Plantation farming was particularly widespread in the coastal plains. As
a result, these states had the peculiar institution, the "special
institution", as slavery was also called. There were significant
economic differences between the plantation owners in the plains and the
small farmers in the mountainous regions of the Appalachians. This led
to the "secession within the secession" during the Civil War, the
secession of West Virginia from Virginia and the attempted secession of
East Tennessee from Tennessee.
The socio-cultural differences
between the north and the south run through all social classes and
parties and have shaped politics between the individual states and the
federal government since the reconstruction phase. The white inhabitants
of the southern states, who come from poorer sections of the population,
are sometimes disparagingly referred to as rednecks. Some people in the
South or those who come from there also speak a characteristic accent,
the Southern Drawl.
The Southern states comprise the so-called
Bible Belt. This area is known for the intensive practice of the
Christian religion; it is not uncommon to find dozens of churches even
in small towns. Religious groups such as the Baptists also sometimes
have their own Southern associations.
Gospel, blues and country
music originated in the Southern states. New Orleans was and is an
important center for blues and jazz, Memphis one for blues and soul.
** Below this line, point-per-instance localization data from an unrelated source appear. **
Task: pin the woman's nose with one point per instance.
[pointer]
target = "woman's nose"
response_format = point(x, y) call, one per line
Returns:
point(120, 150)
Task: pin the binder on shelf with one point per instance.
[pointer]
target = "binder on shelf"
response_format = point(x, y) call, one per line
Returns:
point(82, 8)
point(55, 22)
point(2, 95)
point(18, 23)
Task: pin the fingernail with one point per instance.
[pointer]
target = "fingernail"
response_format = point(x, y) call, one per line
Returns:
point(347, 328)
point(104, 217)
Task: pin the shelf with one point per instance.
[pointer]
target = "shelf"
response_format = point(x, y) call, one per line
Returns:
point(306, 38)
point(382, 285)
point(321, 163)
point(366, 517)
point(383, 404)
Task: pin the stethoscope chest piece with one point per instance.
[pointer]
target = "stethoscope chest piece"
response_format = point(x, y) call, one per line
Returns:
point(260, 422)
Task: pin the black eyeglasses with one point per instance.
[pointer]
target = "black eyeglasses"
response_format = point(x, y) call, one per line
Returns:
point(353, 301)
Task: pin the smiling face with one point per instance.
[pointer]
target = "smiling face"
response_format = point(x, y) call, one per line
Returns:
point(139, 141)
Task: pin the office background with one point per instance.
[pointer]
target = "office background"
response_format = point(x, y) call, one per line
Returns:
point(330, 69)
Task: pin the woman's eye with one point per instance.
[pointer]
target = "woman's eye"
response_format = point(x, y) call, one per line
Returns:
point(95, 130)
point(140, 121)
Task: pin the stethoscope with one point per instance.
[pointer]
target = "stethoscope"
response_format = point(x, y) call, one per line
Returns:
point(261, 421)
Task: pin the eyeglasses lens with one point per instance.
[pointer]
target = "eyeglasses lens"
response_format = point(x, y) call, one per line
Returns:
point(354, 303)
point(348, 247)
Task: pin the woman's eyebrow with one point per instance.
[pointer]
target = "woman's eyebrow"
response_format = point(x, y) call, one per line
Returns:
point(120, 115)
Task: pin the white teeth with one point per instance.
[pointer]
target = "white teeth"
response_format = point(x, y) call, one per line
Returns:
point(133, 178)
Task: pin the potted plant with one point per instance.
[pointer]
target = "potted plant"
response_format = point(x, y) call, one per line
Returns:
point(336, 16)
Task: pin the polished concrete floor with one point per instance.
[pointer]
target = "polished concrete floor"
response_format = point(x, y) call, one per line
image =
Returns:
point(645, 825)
Nashville (Tennessee) is the center of commercial country music. The
first recording in Memphis by Elvis Presley, a native of Mississippi, is
often cited as the "birth" of rock 'n' roll. Dixieland jazz, the Dirty
South and Southern rock are named directly after the Southern states.
Southern cuisine and its special features such as Cajun food, soul
food, Tex-Mex cuisine and Creole cuisine are also well known.
A common synonym for the southern states is Dixieland or Dixie. According to one theory, the name is derived from the Mason-Dixon line. This was the name given to the border line between Pennsylvania and Maryland, which the surveyors Charles Mason and Jeremiah Dixon had surveyed, and more generally also to the dividing line between the American states south of which slavery was permitted and north of which it was prohibited. According to another theory, the name is derived from the French word "dix" (ten), which used to be found on ten-dollar bills produced by the state printing works in what was at times a French-speaking New Orleans.